Podbeskidzie. „Bila” wraca, będzie dobrze?

Brak kapitana i lidera zespołu spod Klimczoka był w ostatnich spotkaniach aż nadto odczuwalny.


Jeżeli w Bielsku-Białej, pod koniec roku, ktoś wpadnie na pomysł, by wybrać najlepszego piłkarza Podbeskidzia roku 2021, to już wiadomo, kto w takim plebiscycie zwycięży z miażdżącą przewagą. Albo nawet przez aklamację. Tym kimś jest oczywiście Kamil Biliński, który najpierw w ekstraklasie, w po spadku w I lidze, jest wiodącą postacią w drużynie „górali”.

Na dowód tych słów należy wziąć dwa ostatnie mecze, w których zespół spod Klimczoka nie był w stanie zdobyć punktów. Najpierw Podbeskidzie przegrało w Legnicy 2:4, a następnie uległo przed własną publicznością Sandecji Nowy Sącz 0:1. Warto zaznaczyć, że w obu tych spotkaniach zespół trenerów Piotra Jawnego i Marcina Dymkowskiego nie grał źle, ale nie ma wątpliwości, że „Bili” w spotkaniach tych bardzo brakowało. Bo też bielszczanom w meczach tych brakowało cwaniactwa i boiskowego wyrachowania, które niewątpliwie doświadczony napastnik posiada.

– Cieszymy się, że Kamil wraca do składu. To dobry duch zespołu i nasz kapitan – nie pozostawia wątpliwości trener Jawny, a najbardziej o tym, jak brakowało Bilińskiego w ostatnich spotkaniach świadczą liczby. Otóż z 10 spotkań, w których napastnik wziął udział, Podbeskidzia przegrało tylko 2. A w 2, w których go nie było, drużyna doznała 2 porażek.

Wszystkie zdobyte w tym sezonie punkty Podbeskidzie wywalczyło zatem, kiedy kapitan grał, a za wiele z nich odpowiedzialny był bezpośrednio. Gdyby nie trafił do siatki w meczach z Polkowicami i Katowicami, to Podbeskidzie te spotkania by przegrało. Gol ze Skrą Częstochowa dał „góralom” trzy punkty, a w starciu z Puszczą – wygranym 4:0 – Biliński strzelił bramkę i zaliczył asystę. Podawał również przy jedynym golu, jakiego bielszczanie zdobyli w wygranym meczu w Jastrzębiu-Zdroju.

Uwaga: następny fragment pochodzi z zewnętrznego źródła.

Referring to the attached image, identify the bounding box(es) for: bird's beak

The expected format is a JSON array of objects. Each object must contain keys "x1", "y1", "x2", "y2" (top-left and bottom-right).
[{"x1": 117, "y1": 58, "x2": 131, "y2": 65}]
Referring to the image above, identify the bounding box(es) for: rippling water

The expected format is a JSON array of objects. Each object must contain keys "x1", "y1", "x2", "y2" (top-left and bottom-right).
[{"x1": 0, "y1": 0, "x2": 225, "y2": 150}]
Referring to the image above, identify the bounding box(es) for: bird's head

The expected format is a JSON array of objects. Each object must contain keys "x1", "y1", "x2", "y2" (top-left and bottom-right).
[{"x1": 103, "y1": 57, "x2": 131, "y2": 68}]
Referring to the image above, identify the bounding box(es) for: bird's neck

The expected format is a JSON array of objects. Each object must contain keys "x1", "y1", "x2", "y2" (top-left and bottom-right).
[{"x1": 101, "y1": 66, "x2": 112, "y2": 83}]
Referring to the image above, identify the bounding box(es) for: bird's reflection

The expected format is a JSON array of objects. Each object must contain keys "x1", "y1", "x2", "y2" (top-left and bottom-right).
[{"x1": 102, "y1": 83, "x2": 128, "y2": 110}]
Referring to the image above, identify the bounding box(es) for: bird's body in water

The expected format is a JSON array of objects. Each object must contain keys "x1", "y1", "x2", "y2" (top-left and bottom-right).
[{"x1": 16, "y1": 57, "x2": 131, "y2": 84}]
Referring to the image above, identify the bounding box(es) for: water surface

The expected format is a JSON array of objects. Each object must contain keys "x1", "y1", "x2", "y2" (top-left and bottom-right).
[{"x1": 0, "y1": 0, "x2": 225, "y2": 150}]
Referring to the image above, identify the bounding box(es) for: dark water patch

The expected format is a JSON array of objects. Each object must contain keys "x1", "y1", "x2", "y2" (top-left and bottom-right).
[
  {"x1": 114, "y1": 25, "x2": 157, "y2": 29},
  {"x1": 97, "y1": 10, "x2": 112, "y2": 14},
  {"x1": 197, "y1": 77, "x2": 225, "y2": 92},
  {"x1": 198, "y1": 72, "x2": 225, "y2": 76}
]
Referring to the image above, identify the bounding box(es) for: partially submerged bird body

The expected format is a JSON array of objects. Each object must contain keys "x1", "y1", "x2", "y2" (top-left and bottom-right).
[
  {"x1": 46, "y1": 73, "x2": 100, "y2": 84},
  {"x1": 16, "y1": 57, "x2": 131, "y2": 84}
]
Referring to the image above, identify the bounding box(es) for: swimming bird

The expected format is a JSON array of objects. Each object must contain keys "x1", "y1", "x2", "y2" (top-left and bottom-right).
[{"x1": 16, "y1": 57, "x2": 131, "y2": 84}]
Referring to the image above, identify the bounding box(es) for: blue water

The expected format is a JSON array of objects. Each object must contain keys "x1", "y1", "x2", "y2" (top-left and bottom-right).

To jeszcze nie wszystko, bo w starciu z ŁKS-em, przy stanie 1:1, kapitan bielszczan asystował przy trafieniu Marko Roginicia. Łączny jego dorobek w tym sezonie, to 5 bramek i 3 otwierające podania. Gdyby nie te liczby, to dziś Podbeskidzie – do meczu ze Stomilem – przystępowałoby, jako… sąsiad olsztyńskiego zespołu z dolnych rejonów tabeli. A nie drużyna, która pomimo dwóch ostatnich porażek, do miejsca barażowego traci trzy punkty.



Ósme miejsce w tabeli, to – odwracając jego znaczenie – kolejny dowód na to, jak ważnym dla Podbeskidzia zawodnikiem jest Kamil Biliński. Otóż gdy „Bila” zostawiał drużynę i „udał” się na dwumeczową dyskwalifikację ze czerwoną kartkę obejrzaną w meczu z Resovią, Podbeskidzie plasowało się na najniższym stopniu podium pierwszoligowej klasyfikacji. Ze stratą pięciu punktów do lidera.

Dziś strata do Widzewa zespołu urosła do punktów czternastu, bo łódzka drużyna rozegrała o jeden mecz więcej. Zaległości nadrabiać będą „górale” właśnie dziś w Olsztynie.




Na zdjęciu: Powrót do gry Kamila Bilińskiego, to dla Podbeskidzia najlepsze, co mogło nastąpić po dwóch porażkach z rzędu.